会议厅还灯火通明,而林稚水严格按照正常健康作息,洗完澡换了身舒适睡袍后,便在二楼随便挑了一间视野极好的卧室睡觉。
她没去管宁商羽到后半夜结束,以及在哪儿歇下。
连续三日都如此,作为陪同出差的作用,也仅限于白日在他视线范围之内晃悠一下,然后抽空定时数下小型保险箱内存放的抑制剂减少了几支。
偶尔一支或是偶尔三支……等猛地只剩下一支时,林稚水暗地里被震惊了会儿,心想这么高强度的繁忙工作竟都没能压制住他下半身?
隔日那最后一支独苗苗也不见踪影了。
上午别墅内迎来了洛杉矶地界知名的金融投资家和一众西装革履的男士们。
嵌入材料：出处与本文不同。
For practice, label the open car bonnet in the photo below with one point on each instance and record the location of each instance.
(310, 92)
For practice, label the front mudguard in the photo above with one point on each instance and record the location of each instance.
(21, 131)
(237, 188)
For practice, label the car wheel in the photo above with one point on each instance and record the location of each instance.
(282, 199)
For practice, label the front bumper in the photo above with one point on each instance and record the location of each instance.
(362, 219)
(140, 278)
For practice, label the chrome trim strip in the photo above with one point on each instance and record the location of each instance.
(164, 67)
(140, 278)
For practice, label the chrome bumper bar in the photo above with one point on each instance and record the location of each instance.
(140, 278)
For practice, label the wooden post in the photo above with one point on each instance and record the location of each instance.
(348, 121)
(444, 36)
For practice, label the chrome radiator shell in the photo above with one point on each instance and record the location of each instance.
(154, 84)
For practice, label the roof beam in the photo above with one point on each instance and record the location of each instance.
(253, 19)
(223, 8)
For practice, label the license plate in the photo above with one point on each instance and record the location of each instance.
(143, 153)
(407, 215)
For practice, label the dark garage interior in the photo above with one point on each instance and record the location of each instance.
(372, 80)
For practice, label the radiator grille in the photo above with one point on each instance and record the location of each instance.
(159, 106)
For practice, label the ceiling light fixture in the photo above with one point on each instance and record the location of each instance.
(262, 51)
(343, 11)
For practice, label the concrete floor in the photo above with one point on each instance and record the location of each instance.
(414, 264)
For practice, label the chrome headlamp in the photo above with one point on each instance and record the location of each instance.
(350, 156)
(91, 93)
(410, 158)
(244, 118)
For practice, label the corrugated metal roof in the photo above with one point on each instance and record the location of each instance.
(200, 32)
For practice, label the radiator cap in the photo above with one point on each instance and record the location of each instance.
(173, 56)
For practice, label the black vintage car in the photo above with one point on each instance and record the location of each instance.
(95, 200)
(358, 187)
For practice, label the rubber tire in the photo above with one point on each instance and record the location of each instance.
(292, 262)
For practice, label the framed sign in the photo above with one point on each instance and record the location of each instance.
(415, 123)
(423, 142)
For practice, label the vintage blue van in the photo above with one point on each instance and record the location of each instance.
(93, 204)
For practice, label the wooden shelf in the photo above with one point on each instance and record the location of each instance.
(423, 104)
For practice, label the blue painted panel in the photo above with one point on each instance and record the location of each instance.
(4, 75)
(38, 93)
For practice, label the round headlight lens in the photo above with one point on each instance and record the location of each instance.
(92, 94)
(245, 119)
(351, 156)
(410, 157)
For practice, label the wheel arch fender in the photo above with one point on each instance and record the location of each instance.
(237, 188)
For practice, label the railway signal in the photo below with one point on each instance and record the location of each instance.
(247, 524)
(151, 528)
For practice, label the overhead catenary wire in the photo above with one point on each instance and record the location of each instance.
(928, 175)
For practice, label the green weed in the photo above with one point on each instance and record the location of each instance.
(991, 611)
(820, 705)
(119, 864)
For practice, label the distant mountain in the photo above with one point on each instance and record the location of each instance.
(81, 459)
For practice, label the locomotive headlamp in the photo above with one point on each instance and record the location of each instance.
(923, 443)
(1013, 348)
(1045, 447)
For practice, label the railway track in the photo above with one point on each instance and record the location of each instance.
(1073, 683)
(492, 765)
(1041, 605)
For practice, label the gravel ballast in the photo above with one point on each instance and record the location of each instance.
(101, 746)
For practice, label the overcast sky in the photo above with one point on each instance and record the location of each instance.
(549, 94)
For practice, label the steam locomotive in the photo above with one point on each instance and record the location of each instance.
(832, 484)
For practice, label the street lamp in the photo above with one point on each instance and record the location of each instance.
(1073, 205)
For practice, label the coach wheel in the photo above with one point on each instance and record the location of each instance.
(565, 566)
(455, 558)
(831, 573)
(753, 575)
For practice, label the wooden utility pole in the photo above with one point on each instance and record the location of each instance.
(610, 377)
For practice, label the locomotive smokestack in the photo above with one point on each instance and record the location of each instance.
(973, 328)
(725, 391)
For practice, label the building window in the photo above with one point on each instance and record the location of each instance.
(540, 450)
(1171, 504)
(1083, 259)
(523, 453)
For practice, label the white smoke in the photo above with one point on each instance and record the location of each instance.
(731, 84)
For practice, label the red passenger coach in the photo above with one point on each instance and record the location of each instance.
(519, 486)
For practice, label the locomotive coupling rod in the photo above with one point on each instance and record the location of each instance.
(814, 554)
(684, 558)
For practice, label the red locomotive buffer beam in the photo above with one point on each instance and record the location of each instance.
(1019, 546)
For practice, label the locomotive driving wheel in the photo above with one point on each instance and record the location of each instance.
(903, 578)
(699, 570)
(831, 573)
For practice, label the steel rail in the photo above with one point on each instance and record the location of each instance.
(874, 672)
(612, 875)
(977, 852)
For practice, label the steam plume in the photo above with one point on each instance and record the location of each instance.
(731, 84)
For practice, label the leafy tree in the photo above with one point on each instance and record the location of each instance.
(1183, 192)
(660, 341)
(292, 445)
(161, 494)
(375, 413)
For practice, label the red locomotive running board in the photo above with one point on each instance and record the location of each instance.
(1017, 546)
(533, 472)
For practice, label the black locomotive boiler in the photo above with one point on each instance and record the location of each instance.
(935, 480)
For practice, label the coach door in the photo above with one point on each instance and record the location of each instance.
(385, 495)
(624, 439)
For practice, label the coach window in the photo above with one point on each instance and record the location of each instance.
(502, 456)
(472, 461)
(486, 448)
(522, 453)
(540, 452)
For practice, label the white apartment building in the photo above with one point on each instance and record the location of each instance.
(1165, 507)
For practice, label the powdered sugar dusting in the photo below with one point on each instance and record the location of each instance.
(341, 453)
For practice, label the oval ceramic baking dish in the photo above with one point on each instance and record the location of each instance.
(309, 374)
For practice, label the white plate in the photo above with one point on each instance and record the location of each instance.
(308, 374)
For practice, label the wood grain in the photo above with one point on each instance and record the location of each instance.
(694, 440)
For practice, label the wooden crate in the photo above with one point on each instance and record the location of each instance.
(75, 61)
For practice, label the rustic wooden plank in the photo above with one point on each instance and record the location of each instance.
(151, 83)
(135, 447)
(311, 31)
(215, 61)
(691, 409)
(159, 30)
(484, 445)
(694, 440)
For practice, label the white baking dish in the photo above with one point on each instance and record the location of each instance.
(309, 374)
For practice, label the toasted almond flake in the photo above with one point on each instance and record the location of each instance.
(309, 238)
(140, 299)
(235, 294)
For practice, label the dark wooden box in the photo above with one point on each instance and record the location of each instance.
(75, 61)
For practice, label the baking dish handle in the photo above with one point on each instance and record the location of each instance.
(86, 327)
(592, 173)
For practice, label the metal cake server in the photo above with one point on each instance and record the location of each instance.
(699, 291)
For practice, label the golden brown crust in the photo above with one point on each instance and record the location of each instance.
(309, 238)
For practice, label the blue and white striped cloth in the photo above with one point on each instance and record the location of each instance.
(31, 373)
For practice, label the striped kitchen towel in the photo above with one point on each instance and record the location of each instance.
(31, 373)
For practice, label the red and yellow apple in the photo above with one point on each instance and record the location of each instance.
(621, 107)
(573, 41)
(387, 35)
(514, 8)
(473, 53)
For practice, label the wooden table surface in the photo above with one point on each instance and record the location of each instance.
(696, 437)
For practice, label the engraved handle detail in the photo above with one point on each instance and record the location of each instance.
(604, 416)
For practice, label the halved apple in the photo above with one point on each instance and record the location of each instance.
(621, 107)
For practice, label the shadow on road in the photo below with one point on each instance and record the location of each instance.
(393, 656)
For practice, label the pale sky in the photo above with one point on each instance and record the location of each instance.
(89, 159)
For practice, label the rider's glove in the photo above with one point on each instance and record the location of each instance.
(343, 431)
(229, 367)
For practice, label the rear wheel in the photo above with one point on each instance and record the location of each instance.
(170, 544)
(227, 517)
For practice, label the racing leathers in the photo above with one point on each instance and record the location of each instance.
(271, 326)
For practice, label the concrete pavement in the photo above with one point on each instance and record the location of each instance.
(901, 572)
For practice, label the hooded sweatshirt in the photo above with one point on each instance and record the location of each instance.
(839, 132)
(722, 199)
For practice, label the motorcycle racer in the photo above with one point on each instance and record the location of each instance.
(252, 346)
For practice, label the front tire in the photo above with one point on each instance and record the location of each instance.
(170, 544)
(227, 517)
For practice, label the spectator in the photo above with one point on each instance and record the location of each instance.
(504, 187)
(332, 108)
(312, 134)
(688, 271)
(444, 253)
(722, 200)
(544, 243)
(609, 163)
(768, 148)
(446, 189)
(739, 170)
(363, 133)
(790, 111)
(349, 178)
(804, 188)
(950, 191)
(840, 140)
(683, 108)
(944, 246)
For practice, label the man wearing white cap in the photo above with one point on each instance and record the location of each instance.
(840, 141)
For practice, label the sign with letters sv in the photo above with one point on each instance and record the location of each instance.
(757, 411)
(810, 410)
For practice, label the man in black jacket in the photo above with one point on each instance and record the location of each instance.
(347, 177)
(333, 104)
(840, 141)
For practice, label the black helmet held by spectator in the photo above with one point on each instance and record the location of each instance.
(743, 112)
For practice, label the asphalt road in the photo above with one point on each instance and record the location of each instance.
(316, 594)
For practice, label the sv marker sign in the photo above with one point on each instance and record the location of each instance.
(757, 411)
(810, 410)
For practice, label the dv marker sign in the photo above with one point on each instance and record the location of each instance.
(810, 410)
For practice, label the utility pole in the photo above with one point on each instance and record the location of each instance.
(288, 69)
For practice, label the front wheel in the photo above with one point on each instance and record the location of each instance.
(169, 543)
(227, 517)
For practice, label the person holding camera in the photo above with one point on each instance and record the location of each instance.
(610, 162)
见人多,林稚水的活动区域便止步于楼梯处,将楼下犹如权欲编织的鎏金繁华世界跟她置身的幽静之处划分成了界限。
偶尔,林稚水想喝果汁了便会慢悠悠下来。
不经意地路过时,恰好撞见宁商羽跟一位长相中美混血的西装男子站在露天阳台处,他高大挺拔的身影分外瞩目,姿态极为高傲,像是俯瞰般面朝灯火璀璨的议事厅内……
而那三面玻璃环绕的厅内,更犹如巨大鱼缸,正被日光照映出斑斓色彩的光影。
里面被反衬得愈发光鲜亮丽的精英们互相高谈阔论着,却不知在此时此刻……正被权力链顶端的人注视着。
林稚水眼尾窥探到这幕,裙摆晃动过脚踝略停了一瞬,隔着很远距离,而在宁商羽波澜不惊地锁定过来时,后背毫无察觉似的,已经先一步迈上楼梯。